Après ce bilan sur les défis et leurs impacts sur les prix alimentaires, revenons à notre sujet principal. Examinons maintenant comment ces innovations pourraient contribuer à réguler la spéculation des prix et répondre aux questions soulevées précédemment.

 Rétablir la transparence grâce à la traçabilité des produits
L’un des principaux outils de lutte contre le monopole dans la chaîne d’approvisionnement est la blockchain, une technologie qui peut garantir une traçabilité totale des produits alimentaires, de leur production à leur vente. La blockchain permet de créer un registre immuable où chaque étape de la chaîne d’approvisionnement est enregistrée et vérifiable, offrant une transparence qui peut dissuader les pratiques monopolistiques.
La blockchain est également utilisée pour garantir la sécurité et la transparence des données tout au long de la chaîne d’approvisionnement pour réduire les fraudes et le détournement de ces produits.

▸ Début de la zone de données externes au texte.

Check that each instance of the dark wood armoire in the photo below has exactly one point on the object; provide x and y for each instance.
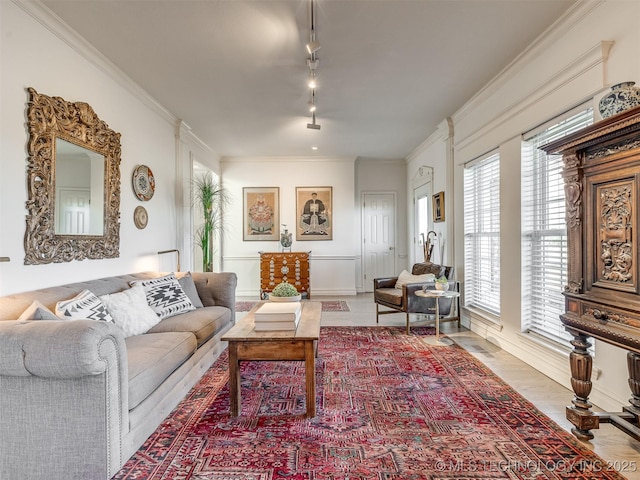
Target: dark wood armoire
(292, 267)
(602, 298)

Dans un contexte où les grands acteurs peuvent manipuler l’information et fausser la concurrence, la blockchain offre une voie alternative. Les petits producteurs tunisiens, par exemple, peuvent utiliser cette technologie pour prouver la qualité et l’origine de leurs produits, les rendant ainsi plus compétitifs face aux grandes entreprises qui contrôlent actuellement les circuits de distribution. Cette transparence accrue pourrait inciter les consommateurs à privilégier des producteurs locaux, créant une demande indépendante des grands monopoles.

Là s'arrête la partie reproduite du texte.